I have found that levels of ammonia stabilize within acceptable levels quite quickly, often within a few weeks, which is borne out by others experience. So although it can take up to 2 months before mineralisation is complete - and therefore for the soil to stabilise as "aquatic sediment" - it is not usually necessary to wait anywhere near that long before adding fish etc. In this respect it probably helps to think of mineralisation and tank cycling as two separate but mutually inclusive processes. 

Usually I have gradually built livestock levels to full capacity over the period of a month or so without any problems. 

I am convinced that planting heavily from the outset also helps. The use of macrophytes as water purifiers is well documented and they help to reduce ammonia and other chemical compounds to non-toxic levels. 

Also planting heavily from the outset probably helps to reduce the length of time it takes for the submerged soil to stop giving off ammonia since macrophytes release O2 and organic compounds through their roots which will greatly increase microbial activity, and therefore nitrification and denitrification, in the forming sediment. The existing bacteria on plant roots will perhaps also help seed the sediment, speeding the process on its way. 

Eventually an equilibrium is reached and the soil substrate will actually start to absorb ammonia/ammonium from the water column where it will undergo nitrification. A substantial water change at this point is usually all that is needed to make the tank habitable to fish etc. This combined with dense planting and even a partially cycled filter probably prevents ammonia reaching toxic levels, even when gradually adding critters and increasing the bioload. 
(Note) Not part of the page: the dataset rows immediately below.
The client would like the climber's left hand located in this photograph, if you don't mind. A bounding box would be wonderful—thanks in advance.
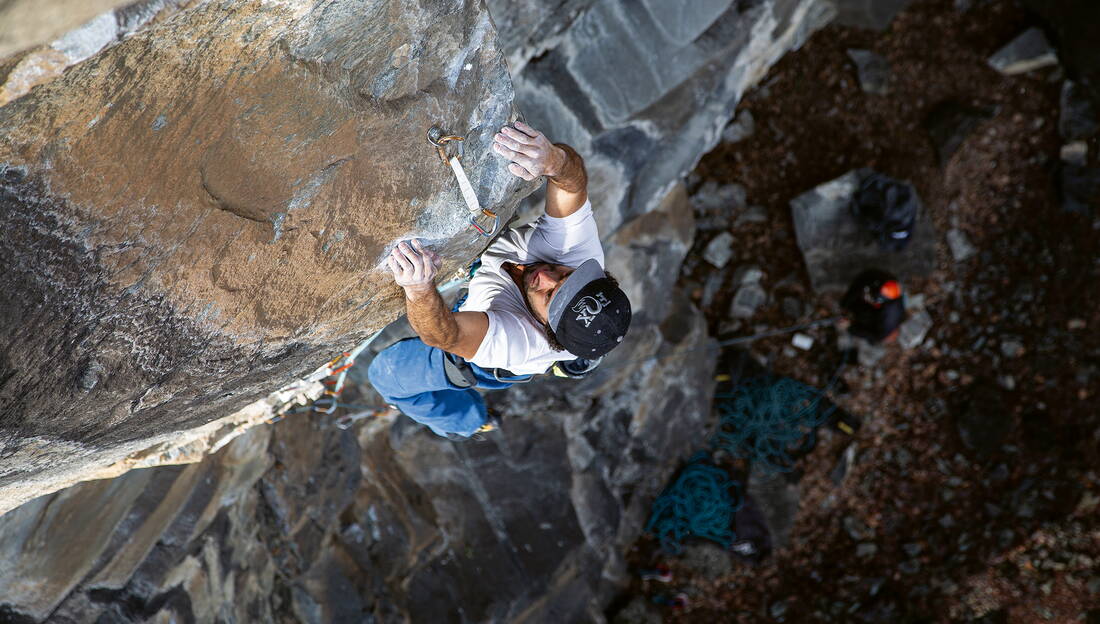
[386,239,443,296]
[493,121,565,180]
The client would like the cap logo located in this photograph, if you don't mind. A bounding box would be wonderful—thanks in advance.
[572,291,611,327]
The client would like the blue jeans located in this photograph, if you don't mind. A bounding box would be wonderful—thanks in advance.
[366,338,530,437]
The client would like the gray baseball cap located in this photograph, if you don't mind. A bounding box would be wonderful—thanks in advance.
[547,259,631,359]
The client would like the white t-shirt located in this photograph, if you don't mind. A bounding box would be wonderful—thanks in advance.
[459,201,604,375]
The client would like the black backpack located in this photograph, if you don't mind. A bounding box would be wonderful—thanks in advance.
[851,173,921,251]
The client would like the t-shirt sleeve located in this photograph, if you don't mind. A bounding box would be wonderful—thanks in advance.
[470,309,551,370]
[527,200,604,266]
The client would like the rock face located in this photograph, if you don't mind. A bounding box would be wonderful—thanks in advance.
[791,169,936,292]
[0,0,530,510]
[0,0,201,106]
[0,0,831,622]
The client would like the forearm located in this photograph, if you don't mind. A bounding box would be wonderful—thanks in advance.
[547,143,589,217]
[405,286,459,351]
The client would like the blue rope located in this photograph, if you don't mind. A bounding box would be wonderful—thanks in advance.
[711,375,836,472]
[646,452,744,554]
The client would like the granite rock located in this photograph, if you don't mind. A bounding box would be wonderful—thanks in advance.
[703,232,734,269]
[791,168,936,292]
[848,50,890,96]
[722,110,756,143]
[832,0,911,31]
[0,0,531,510]
[1058,80,1100,141]
[924,100,997,165]
[989,28,1058,76]
[0,0,833,622]
[947,228,978,262]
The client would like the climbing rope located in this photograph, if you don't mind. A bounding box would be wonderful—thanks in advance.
[711,375,836,472]
[428,125,501,238]
[646,452,744,554]
[267,330,382,424]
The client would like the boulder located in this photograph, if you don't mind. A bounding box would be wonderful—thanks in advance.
[748,468,802,550]
[924,100,997,165]
[1059,163,1100,215]
[0,0,831,622]
[0,0,531,511]
[1058,80,1100,141]
[832,0,911,31]
[722,110,756,143]
[791,168,936,292]
[947,228,978,262]
[703,232,734,269]
[0,0,142,58]
[848,50,890,96]
[989,28,1058,76]
[0,0,198,106]
[898,306,932,349]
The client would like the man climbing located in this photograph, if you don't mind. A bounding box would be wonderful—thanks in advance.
[367,121,630,438]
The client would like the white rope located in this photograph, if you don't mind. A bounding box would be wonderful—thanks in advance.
[448,156,482,217]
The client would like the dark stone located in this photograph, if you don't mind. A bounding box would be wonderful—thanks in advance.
[748,468,801,550]
[956,382,1014,457]
[924,100,997,165]
[1059,164,1100,215]
[1023,0,1100,103]
[848,50,890,96]
[1058,80,1100,141]
[835,0,911,31]
[681,544,734,581]
[989,28,1058,76]
[791,168,936,292]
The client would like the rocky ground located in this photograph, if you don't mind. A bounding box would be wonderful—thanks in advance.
[613,0,1100,623]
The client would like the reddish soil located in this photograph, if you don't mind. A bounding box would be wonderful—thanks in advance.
[634,0,1100,623]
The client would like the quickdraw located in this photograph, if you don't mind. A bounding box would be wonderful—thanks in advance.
[428,125,501,238]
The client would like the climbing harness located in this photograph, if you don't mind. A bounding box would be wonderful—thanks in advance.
[428,125,501,238]
[646,452,744,554]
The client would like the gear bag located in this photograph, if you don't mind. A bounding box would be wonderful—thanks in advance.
[851,173,921,251]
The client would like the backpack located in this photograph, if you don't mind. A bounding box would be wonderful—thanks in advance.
[851,173,921,251]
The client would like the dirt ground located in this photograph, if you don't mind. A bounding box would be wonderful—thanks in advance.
[619,0,1100,623]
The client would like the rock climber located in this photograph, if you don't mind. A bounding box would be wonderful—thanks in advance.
[367,121,630,438]
[838,269,905,344]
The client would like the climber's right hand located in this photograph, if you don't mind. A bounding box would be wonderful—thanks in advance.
[386,239,443,297]
[493,121,567,180]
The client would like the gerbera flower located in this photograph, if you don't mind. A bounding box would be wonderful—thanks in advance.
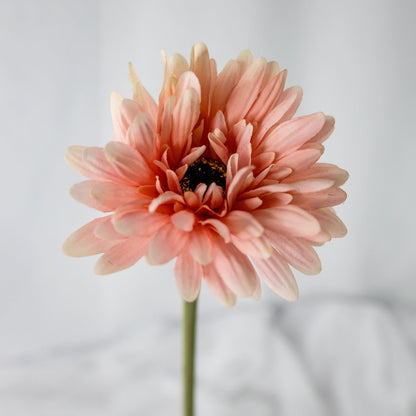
[63,43,348,306]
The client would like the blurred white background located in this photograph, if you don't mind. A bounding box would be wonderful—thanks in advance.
[0,0,416,416]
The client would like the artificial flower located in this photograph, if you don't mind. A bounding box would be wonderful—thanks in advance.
[63,43,348,306]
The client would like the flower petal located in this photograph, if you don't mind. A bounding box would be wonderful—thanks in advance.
[223,210,264,240]
[174,252,202,302]
[146,224,189,265]
[91,182,139,211]
[246,70,287,121]
[225,58,267,126]
[212,244,258,297]
[171,88,200,158]
[113,203,169,237]
[231,235,273,259]
[211,60,240,114]
[104,142,155,185]
[62,216,114,257]
[283,163,348,186]
[190,42,213,116]
[262,113,325,155]
[267,232,321,275]
[253,205,321,237]
[129,62,158,120]
[127,112,157,163]
[253,87,303,146]
[203,263,237,308]
[69,181,113,212]
[312,208,347,238]
[253,250,299,301]
[189,227,214,265]
[94,237,149,275]
[149,191,185,212]
[170,210,195,232]
[293,186,347,210]
[94,216,126,240]
[111,92,143,143]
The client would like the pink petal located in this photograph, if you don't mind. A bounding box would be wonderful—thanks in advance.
[252,152,276,171]
[203,263,237,307]
[312,208,347,238]
[171,210,195,232]
[175,71,201,101]
[69,181,113,212]
[276,145,324,172]
[127,113,157,163]
[189,227,214,265]
[233,120,253,169]
[223,210,264,240]
[254,87,303,145]
[94,237,149,275]
[293,186,347,210]
[149,191,185,212]
[190,42,213,116]
[227,166,253,208]
[82,147,123,184]
[65,146,95,179]
[111,92,143,143]
[113,203,169,237]
[262,113,325,155]
[129,62,158,120]
[62,216,114,257]
[104,142,155,185]
[91,182,139,211]
[183,191,201,210]
[310,116,335,143]
[246,70,287,121]
[234,197,263,211]
[201,218,231,243]
[208,130,229,165]
[240,183,296,198]
[254,205,321,237]
[158,96,176,144]
[94,216,126,240]
[146,224,189,265]
[236,49,253,74]
[261,61,280,85]
[284,163,348,186]
[231,236,273,259]
[166,169,182,194]
[253,250,299,301]
[202,182,224,209]
[210,110,228,133]
[293,178,334,193]
[212,244,258,297]
[211,60,239,114]
[181,145,207,165]
[225,58,267,126]
[268,232,321,275]
[174,252,202,302]
[226,153,238,188]
[171,88,200,158]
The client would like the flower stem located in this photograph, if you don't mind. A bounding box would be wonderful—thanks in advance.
[182,300,197,416]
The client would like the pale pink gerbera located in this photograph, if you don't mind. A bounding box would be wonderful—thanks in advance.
[64,43,348,306]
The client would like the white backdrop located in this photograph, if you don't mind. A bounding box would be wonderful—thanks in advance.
[0,0,416,416]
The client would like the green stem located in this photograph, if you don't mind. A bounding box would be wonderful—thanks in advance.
[182,300,197,416]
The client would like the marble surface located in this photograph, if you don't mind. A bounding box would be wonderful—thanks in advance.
[0,297,416,416]
[0,0,416,416]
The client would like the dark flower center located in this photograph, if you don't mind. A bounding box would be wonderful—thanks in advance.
[180,157,227,193]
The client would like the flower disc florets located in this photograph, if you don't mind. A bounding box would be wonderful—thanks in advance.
[179,157,227,193]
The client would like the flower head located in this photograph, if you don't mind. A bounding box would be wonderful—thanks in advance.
[63,43,348,306]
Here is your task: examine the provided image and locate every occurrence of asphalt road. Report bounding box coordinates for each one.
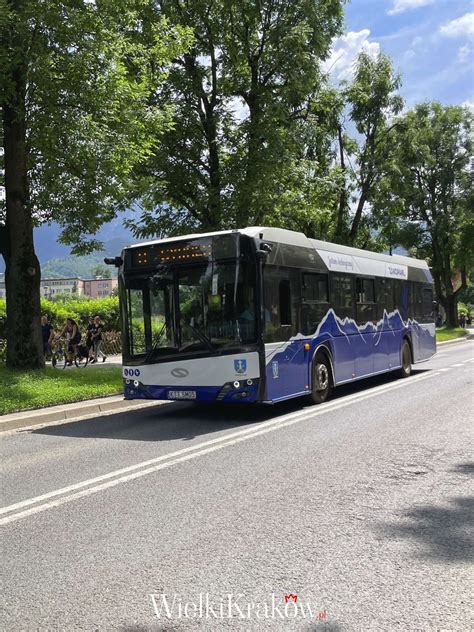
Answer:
[0,342,474,632]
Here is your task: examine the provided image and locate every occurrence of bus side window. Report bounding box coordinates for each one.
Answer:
[412,283,423,321]
[330,274,354,318]
[301,273,329,336]
[356,278,377,325]
[279,279,291,325]
[376,277,394,319]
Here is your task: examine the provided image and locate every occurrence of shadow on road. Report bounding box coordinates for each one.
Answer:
[28,369,427,441]
[376,462,474,562]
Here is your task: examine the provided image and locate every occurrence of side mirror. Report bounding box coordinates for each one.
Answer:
[104,257,123,268]
[257,242,273,262]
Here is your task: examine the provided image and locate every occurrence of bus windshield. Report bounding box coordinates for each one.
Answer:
[122,260,256,360]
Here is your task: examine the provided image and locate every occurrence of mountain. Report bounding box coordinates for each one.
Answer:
[0,211,137,279]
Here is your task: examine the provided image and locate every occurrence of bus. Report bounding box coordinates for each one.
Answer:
[105,227,436,403]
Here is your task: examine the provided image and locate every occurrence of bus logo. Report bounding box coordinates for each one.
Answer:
[171,368,189,377]
[234,360,247,373]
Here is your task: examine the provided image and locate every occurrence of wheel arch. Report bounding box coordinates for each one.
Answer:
[310,342,336,388]
[400,331,415,364]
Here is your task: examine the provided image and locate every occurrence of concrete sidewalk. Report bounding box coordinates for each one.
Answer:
[0,395,171,433]
[0,328,474,433]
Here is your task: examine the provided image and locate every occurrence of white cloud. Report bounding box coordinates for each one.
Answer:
[323,29,380,82]
[458,44,473,64]
[439,13,474,37]
[387,0,435,15]
[461,99,474,112]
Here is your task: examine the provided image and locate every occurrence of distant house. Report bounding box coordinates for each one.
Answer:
[0,277,118,299]
[82,277,118,298]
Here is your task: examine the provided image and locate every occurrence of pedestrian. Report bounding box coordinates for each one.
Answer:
[41,314,54,357]
[57,318,81,366]
[86,316,94,360]
[91,316,107,363]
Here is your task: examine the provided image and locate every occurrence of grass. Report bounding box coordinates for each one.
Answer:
[436,327,469,342]
[0,366,123,415]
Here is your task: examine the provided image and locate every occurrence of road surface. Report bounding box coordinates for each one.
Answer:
[0,342,474,632]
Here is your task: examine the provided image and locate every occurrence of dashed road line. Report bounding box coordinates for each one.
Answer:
[0,371,440,525]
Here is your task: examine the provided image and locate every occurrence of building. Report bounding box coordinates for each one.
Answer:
[40,277,84,299]
[82,277,118,298]
[0,277,118,300]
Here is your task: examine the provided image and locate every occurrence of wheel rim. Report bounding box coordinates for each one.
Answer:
[316,364,329,391]
[403,344,411,373]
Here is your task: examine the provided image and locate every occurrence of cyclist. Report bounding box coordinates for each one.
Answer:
[41,314,54,357]
[58,318,81,366]
[91,316,107,363]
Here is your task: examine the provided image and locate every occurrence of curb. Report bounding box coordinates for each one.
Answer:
[436,334,474,347]
[0,334,474,434]
[0,395,171,434]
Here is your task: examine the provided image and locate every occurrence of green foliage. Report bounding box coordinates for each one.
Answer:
[0,365,123,415]
[436,327,468,342]
[92,264,112,279]
[41,255,115,279]
[376,103,474,326]
[123,0,343,236]
[0,0,190,253]
[39,296,121,332]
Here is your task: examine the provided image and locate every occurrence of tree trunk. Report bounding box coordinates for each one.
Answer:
[334,125,347,243]
[2,62,44,369]
[445,294,459,327]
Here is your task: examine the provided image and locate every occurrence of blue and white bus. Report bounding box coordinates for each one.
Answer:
[106,227,436,403]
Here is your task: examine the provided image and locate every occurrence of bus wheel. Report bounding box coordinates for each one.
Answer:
[398,340,411,377]
[310,355,331,404]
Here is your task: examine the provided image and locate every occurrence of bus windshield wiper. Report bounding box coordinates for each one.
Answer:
[182,323,216,353]
[145,323,166,362]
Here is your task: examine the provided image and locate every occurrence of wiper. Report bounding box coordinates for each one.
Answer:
[145,323,166,362]
[186,323,216,353]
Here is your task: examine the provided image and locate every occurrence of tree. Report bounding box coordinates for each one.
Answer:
[92,264,112,279]
[0,0,186,368]
[378,102,474,327]
[334,52,403,247]
[124,0,343,236]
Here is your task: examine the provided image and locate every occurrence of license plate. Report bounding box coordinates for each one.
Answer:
[168,391,196,399]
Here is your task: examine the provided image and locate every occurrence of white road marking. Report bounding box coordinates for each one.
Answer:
[0,371,440,525]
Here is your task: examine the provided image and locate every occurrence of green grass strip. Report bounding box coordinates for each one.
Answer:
[0,366,123,415]
[436,327,469,342]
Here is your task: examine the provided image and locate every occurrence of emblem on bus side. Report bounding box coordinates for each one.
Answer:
[234,360,247,374]
[272,360,279,379]
[171,367,189,377]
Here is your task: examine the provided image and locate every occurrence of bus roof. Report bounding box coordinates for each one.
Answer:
[124,226,429,276]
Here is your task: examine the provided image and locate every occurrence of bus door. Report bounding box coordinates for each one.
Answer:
[264,266,308,401]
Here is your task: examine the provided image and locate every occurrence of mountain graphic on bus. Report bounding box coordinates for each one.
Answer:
[265,308,435,365]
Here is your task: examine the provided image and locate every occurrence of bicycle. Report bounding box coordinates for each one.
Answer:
[51,338,89,369]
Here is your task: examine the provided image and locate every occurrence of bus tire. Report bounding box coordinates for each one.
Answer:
[398,338,412,377]
[310,354,332,404]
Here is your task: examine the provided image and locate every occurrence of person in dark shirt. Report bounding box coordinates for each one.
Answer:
[57,318,81,366]
[41,314,54,356]
[86,316,94,360]
[91,316,107,362]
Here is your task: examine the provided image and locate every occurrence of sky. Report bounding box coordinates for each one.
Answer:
[0,0,474,272]
[325,0,474,109]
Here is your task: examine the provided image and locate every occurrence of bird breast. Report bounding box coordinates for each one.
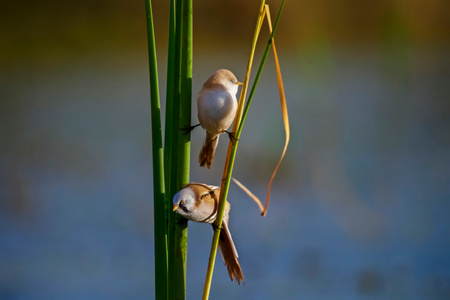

I think there is often a tendency to overcomplicate matters when it comes to soil substrates, I am sure it has something to do with ideological barriers. But as I have said before it’s relatively easy to get the best from them.


----------



## Morgan Freeman

Well said.

My tank has basically gone through a fishless cycle without me doing anything, all levels are now down to zero from initial high spikes. I'm not using a filter so waiting a few more weeks for sufficient plant mass to develop before adding fish. I am totally, 100% converted to soil.


----------



## chris521957

I rescaped my tank over the last 2 days following Troi's method after reading about it on this forum and Troi's blog. Tested the water perams this morning and everything is just right, so put some fish in and will keep my eye on them over the next few days. My filter is mature, gravel was from my old set up, just gave it a good rinse and capped the soil with it. Some old and new plants, the water was crystal clear after filling, but has now clouded slightly through replanting. Hopefully it will be clear wenough to take a few pics soon.


----------



## Tim Harrison

Thanks guys for the info.

Soil substrate really has so much to offer and I think we might just be scratching the surface of its full potential. The whole self cycling phenomenon is a point in case. All the benefits of fishless cycling but none of the hassle. No dosing with ammonia, or adding fish food and suffering the subsequent consequences of phosphate build up, and no constant testing...well not that much anyway.

As for water quality, the water in my soil substrate tank is always gin clear, except when I move stuff around a bit, but then it usually clears fairly rapidly within a couple of hours. And all chemical parameters are always well within recommended limits, especially ammonia, nitrite, and nitrate which are always a big fat zero. 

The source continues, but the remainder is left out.